La campagne de Russie de 1812
Conduisez-vous comme à Austerlitz, à
Friedland, à Vitebsk, à Smolensk, et que la postérité
la plus reculée cite avec orgueil votre conduite dans cette
journée ; que l'on dise de vous : il était à
cette grande bataille sous les murs de Moscou ! »
Les combattants
poussent alors de longs cris de « Vive l'Empereur ! ».
Au même
instant, on lit « à ceux d'en face » les
paroles que Koutouzov adresse à ses hommes : « Soldats,
faites votre devoir. Pensez au sacrifice de vos villes en flammes, de
vos enfants qui implorent votre protection. Pensez à votre
souverain qui voit en vous la source de sa puissance, et demain,
avant le coucher du soleil, vous aurez marqué votre foi et
votre fidélité au monarque et au pays par le sang de
l'agresseur ! »
« Le
soleil du 7 septembre retrouve les deux armées, a raconté
le comte de Ségur, et les montre l'une à l'autre sur le
même terrain où la veille il les a laissées. Ce
fut une joie générale. Enfin cette guerre vague, molle,
mouvante, où nos efforts s'amortissaient, dans laquelle nous
enfoncions sans mesure, s'arrêtait ! On touchait au fond, au
terme ! Et tout allait être décidé. »
Un brouillard
épais enveloppe encore le champ de bataille. Napoléon a
sauté à cheval – un cheval allemand baptisé
Lutzelberg – et se rend à la redoute conquise
l'avant-veille. Deux autres chevaux – l'Émir et le
Courtois – seront montés par lui au cours de cette
terrible journée, mais il ne quittera cependant guère
sa position de Schwardino – de même que Koutouzov
demeurera toute la journée assis sur sa causette placée
en haut de la butte de Gorki. À 5 heures et demie, l'Empereur
s'avance un peu au-delà de la redoute de Schwardino et
s'assied sur le gazon, à l'emplacement même où
sera élevé, en 1912, le monument français du
centenaire de la Grande Bataille : un aigle perché sur une
colonne commémorative. Le champ de bataille est d'ailleurs
truffé de petits monuments rappelant que le sang a coulé
ici même d'une atroce façon en 1812 et qu'il devait
encore couler en octobre et en novembre 1941, lors de l'avance
allemande vers Moscou.
Napoléon,
l'œil vissé à sa longue-vue, regarde un terrain
qui se déploie, coupé de bouleaux et de boqueteaux. À
droite, l'horizon est fermé par les Trois Flèches.

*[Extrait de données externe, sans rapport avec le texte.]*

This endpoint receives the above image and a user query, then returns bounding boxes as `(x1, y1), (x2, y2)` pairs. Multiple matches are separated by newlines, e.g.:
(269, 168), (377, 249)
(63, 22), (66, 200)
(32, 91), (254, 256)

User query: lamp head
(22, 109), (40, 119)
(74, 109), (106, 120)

L'emplacement choisi n'est guère excellent : un petit bois –
il sera le soir écrêté par les boulets –
empêche l'Empereur de voir le sommet de la Grande Redoute,
ainsi que la droite de l'armée russe.
L'ennemi est à
quinze cents mètres. La Vieille Garde commandée par
Lefebvre, se range en carré derrière l'Empereur, la
Jeune Garde et la cavalerie de la Garde se trouvent massées
non loin, un peu en retrait de la redoute de Shwardino. Ils attendent
l'arme au pied, et ont revêtu leur grande tenue sortie de leur
sac.
Les officiers se
sont vêtus comme s'ils se rendaient à un bal aux
Tuileries. Murat caracole sur le front de la cavalerie, habillé
de l'un de ces uniformes dont il a le secret : « Un grand
chapeau bordé d'un large galon d'or à plumet blanc
surmonté d'une aigrette blanche, très haute, entourée
d'autres panaches, cheveux longs bouclés, pelisse verte de
velours brodé d'or ; dessous, une tunique bleu de ciel,
également brodée d'or à larges brandebourgs –
il la porte souvent sans sa pelisse –, un pantalon cramoisi à
la polonaise galonné d'or, des bottes jaunes. » Tel
est son éclatant accoutrement pour n'être pas aperçu...
Et brusquement le
soleil du lundi 7 septembre 1812 dissipe le brouillard.
– Voilà
le soleil d'Austerlitz ! s'écrie Napoléon.
Mais, nous dit
Ségur, « il se levait du côté des
Russes, nous montrait à leurs coups et nous éblouissait ».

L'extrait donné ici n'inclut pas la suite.